Congress’s top intelligence leaders insisted on Tuesday that a final deal is imminent on the text of major cybersecurity legislation.
“I think we’re very close,” Rep. Adam Schiff (D-Calif.), the House Intelligence Committee’s top Democrat, told The Hill. “We’re hoping to close in on a final product imminently.”
{mosads}“I think it’s about done,” added Sen. Dianne Feinstein (D-Calif.), ranking member on the Senate Intelligence Committee.
Senate Intelligence Committee Chairman Richard Burr (R-N.C.) acknowledged there were “some issues or differences,” but maintained, “we’re working through them pretty methodically.”
The hopefulness comes after several days of intense wrangling between the two Intelligence committees and the House Homeland Security Committee that some thought might kick the cyber bill talks into next year.
Negotiators are scrambling to merge bills from all three committees that aim to encourage businesses to share more data on hackers with the government. The goal is to have a bill on President Obama’s desk by the end of the year, but lawmakers are increasingly under a time crunch.
According to several people involved in the negotiations, the Senate and House Intelligence committees had essentially created a final text as of last Friday through unofficial meetings, handing it over to the House Homeland Security Committee for the panel’s blessing.
But Homeland Security staff pushed back, frustrated that many of their bill’s privacy provisions had not been included.
Outsiders tracking the discussions believe Homeland Security Committee Chairman Michael McCaul (R-Texas) — who cosponsored his panel’s bill — could derail the talks by going public with his displeasure. But many have heard he is under considerable pressure from House leadership to negotiate quietly and accept the deal.
“I am continuing to work with other congressional leaders in this fluid process to produce the best possible legislation on information sharing,” McCaul said in a Tuesday statement. “I am pleased that we are making progress on many aspects of the bill, particularly with regard to privacy and civil liberties protections.”
McCaul has also long championed a cyber info-sharing bill, giving him further incentive to complete negotiations.
“This legislation has the potential to be the strongest, most important piece of cybersecurity legislation ever produced by the Congress,” he said.
Digital rights and privacy groups are urging McCaul to take a stand, while encouraging their supporters to bombard him with messages.
“They’re using a sneaky, non-transparent process to force a rushed vote and keep the public, and even members of Congress, in the dark about what they’re really voting on,” said Evan Greer, campaign director for Fight for the Future, which has been protesting the cyber bill for months.
While many industry groups, a bipartisan coalition of lawmakers and even the White House have insisted the cyber bill is a necessary first step to combating cyberattacks, numerous tech companies, technologists and digital rights groups believe the measure would simply shuttle more of Americans’ personal data to the National Security Agency (NSA).
These opponents believe the Homeland bill has the strongest language to limit the personal data that may be shared with intelligence agencies.

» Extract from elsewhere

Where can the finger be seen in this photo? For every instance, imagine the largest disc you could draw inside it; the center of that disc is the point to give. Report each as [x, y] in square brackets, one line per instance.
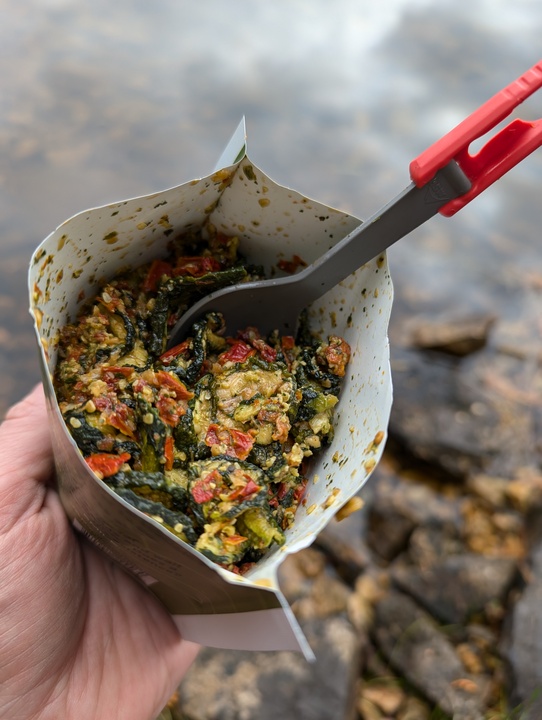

The crux of the disagreement between Intelligence and Homeland centers mostly on provisions that would allow companies to share information directly with a number of government agencies other than the Department of Homeland Security (DHS), possibly including intelligence agencies.
Most cyber policy experts agree the DHS is best suited to review and strip personal details from any information shared with the government before it is disseminated to other federal agencies.
But some believe forcing all companies to go through the DHS could slow the sharing of time-sensitive, vital data with law enforcement and intelligence agencies.
Rep. Bennie Thompson (D-Miss.), ranking member on Homeland Security, told The Hill the two sides were still hammering out the language surrounding the so-called DHS “portal.”
“I think we have to clearly define the role of DHS and it should not be one where [people] have to work through somebody else,” Thompson said.
Burr and others believe the issue is mostly settled.
“I think we’ve got great language,” he told reporters. “We worked out our problems with the [Obama] administration and [the Department of Homeland Security] before we ever moved the bill in the Senate.”
Without commenting on the DHS issue specifically, Schiff agreed, “all the big issues have been resolved.”
“There just aren’t that many differences to bridge any more,” he added.
But as negotiations spill into Wednesday, time is running short. Lawmakers had initially hoped to have the full House vote on the completed bill by midweek, and then attach the text in the Senate to an omnibus budget deal that is expected sometime later this week.
“We’re very much in the weeds,” Schiff said, “but the clock is ticking against us.”